Изменить размер шрифта - +

Чернокожая свидетельница Мэйми Китченз (Mamie Kitchens) рассказала о том, что однажды наблюдала лично: «Я находилась в раздевалке вместе с мисс Айрин Джексон, когда та была раздета. Мистер Франк открыл дверь, просунул голову внутрь. Он не постучал. Он просто стоял и смеялся.. Мисс Джексон сказала ему: „Ну мы же одеваемся!“ Да, он поинтересовался, нет ли работы. Это было в рабочее время. У нас тогда не было никакой работы, мы собирались уезжать». Правда, после всего сказанного Мэйми Китченз поспешила хорошо отозваться об управляющем Лео Франке [«я никогда и нигде не сталкивалась с аморальными действиями мистера Франка»], но этот реверанс переоценивать не следует – это всего лишь дань формальной вежливости, продиктованная желанием не столкнуться с лишними проблемами по месту работы.

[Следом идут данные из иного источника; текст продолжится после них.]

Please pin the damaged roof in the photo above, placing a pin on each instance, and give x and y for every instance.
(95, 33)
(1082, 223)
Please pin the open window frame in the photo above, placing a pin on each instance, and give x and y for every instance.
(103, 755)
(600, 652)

Вся эта информация вызвала огромный и притом хорошо понятный интерес окружного солиситора Хьюго Дорси, поставившего перед детективами задачу активизировать сбор информации о Лео Франке, который по мнению следствия стремился скрыть истинный характер своих отношений с убитой девочкой.

Кроме того, опрос персонала фабрики к началу мая 1913 г. убедил правоохранительные органы в том, что Джим Конли – тот самый чернокожий мужчина, что исполнял обязанности разнорабочего и уборщика – в середине дня 26 апреля находился на территории карандашной фабрики. В своём месте об этом уже упоминалось. Между тем, сам Конли при первичном его опросе полицейскими заявил, что не помнит события субботы, поскольку крепко выпил накануне и случившееся в период с пятницы до понедельника в его голове перемешалось.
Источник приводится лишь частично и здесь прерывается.